In Porter Ranch, however, this enzyme was being used by a previously unknown kind of Sphingobium microbe. Near the leak, these soil bacteria appeared to have experienced a massive population boom — the ones found near the rupture were about 100,000 times more abundant than those at spots that were farther from the leak. The scientists also saw the abundance of Sphingobium drop off over time, a sign that the surge was linked to the methane leak.
Here’s the really confusing part: The Sphingobium bacteria were not supposed to have this enzyme, and were not supposed to be eating methane in soil. That job was supposed to belong to other well-known microbes using different enzymes — which, in spite of the sudden abundance of natural gas, didn’t seem to be doing much at all.
How did deep-sea microbes and surface-soil microbes, living worlds apart and in vastly different conditions, both end up with these so-called Group X enzymes?
There was another strange thing about the enzyme: It wasn’t coded into the Sphingobium genome, as enzymes typically are.
Instead, the researchers suspect these Sphingobium bacteria got the gas-munching enzyme thanks to plasmids, little loops of DNA that exist outside of the bacteria’s main genomic hub. Plasmids can copy themselves independently and even be passed between microbes, just as construction workers might pass along a handy wrench or hammer.
“It’s like a little package of goodies — you can accessorize your capabilities with these little pieces of DNA,” Orphan said. “Things like antibiotic resistance [are] very often coded on plasmids. This is how, in some cases, resistance passes very quickly through a community of microorganisms.”
The scientists were able to culture the Sphingobium bacteria in the lab. They considered it a rare feat, as it’s very difficult to grow the marine microbes they usually work with.
In experiments, this new candidate species (currently dubbed Sphingobium alkanivorans, or ‘alkane-eater’) was able to eat ethane in a pure culture, but not methane. However, when they took that culture and returned it to its natural environment, methane levels in the soil went down too.
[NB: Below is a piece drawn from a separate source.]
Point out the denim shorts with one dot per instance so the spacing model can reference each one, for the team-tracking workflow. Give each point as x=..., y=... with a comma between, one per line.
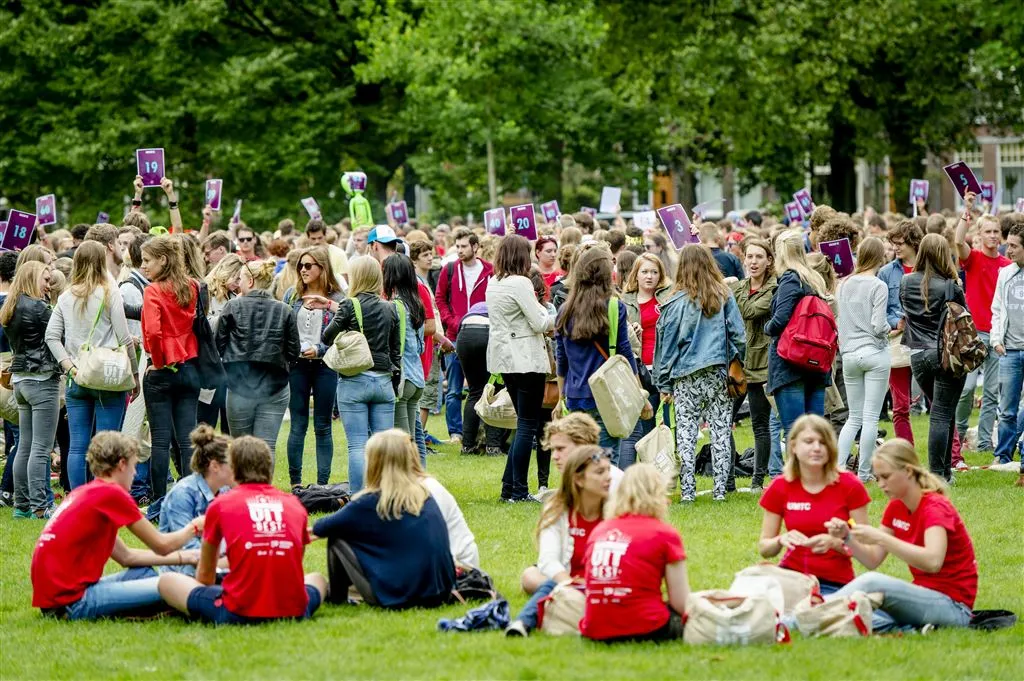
x=206, y=603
It’s unclear whether the microbes are consuming the methane directly, whether they’re helping a different species break it down or whether another species is doing all the work alone, Orphan said. Determining exactly why the methane is disappearing will take more research.
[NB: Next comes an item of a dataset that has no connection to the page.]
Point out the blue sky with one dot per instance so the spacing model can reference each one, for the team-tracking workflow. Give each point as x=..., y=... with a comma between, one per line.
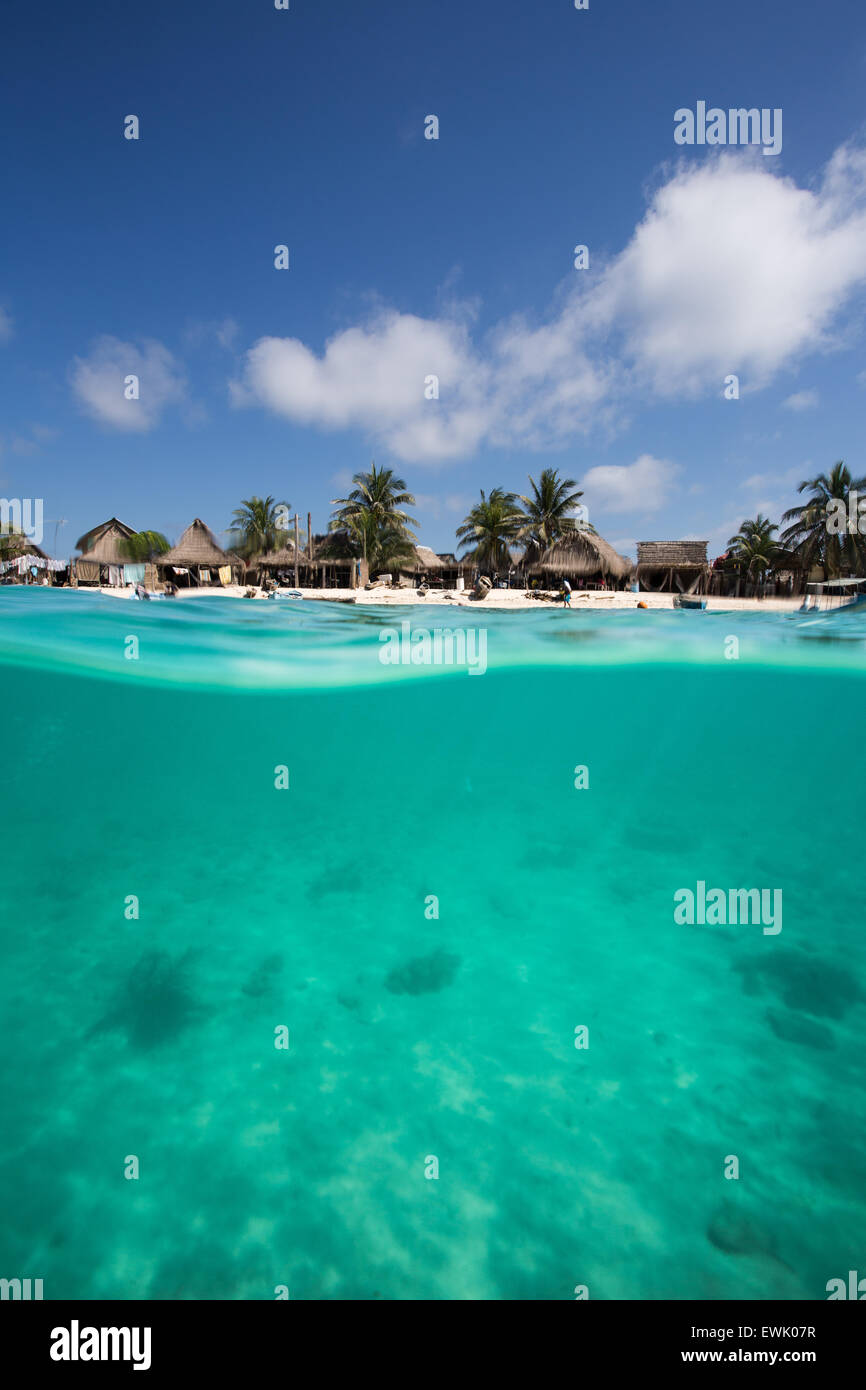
x=412, y=257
There are some early hints that Sphingobium might have an ally: The samples were highly enriched in other bacteria from the genus Massilia. It’s possible they were all working in cahoots to process the methane, though it’s not yet clear.
If these Sphingobium bacteria are cooperating with other microbes to break down methane, the scientists hope to gain fresh insights into the complex relationships between supposedly simple microorganisms — the kinds of interactions that Orphan has been probing in deep-sea microbes for years.
If these organisms do turn out to play some role in digesting methane, they can be studied and put to use.
“You can develop it as a biotechnology, perhaps to use in fracking sites or feed lots or landfills or these sorts of things where methane is produced,” Tavormina said.
In some ways, the situation echoes the microbial response to marine oil spills: The hydrocarbon-digesting microbes that you expect to consume these products aren’t always the ones equipped to handle fast-changing situations.
Instead, the ones that will be useful for humans may be the ones that just happen to have the right tools for a particular situation. The key may be in these plasmid-encoded instructions, which probably lie dormant and ignored for long stretches of time until circumstances suddenly call upon them, Tavormina said.
Ultimately, understanding the mechanisms that allow a microbial community to respond to an event like the Aliso Canyon leak will help scientists harness the power of bacteria for future environmental disasters.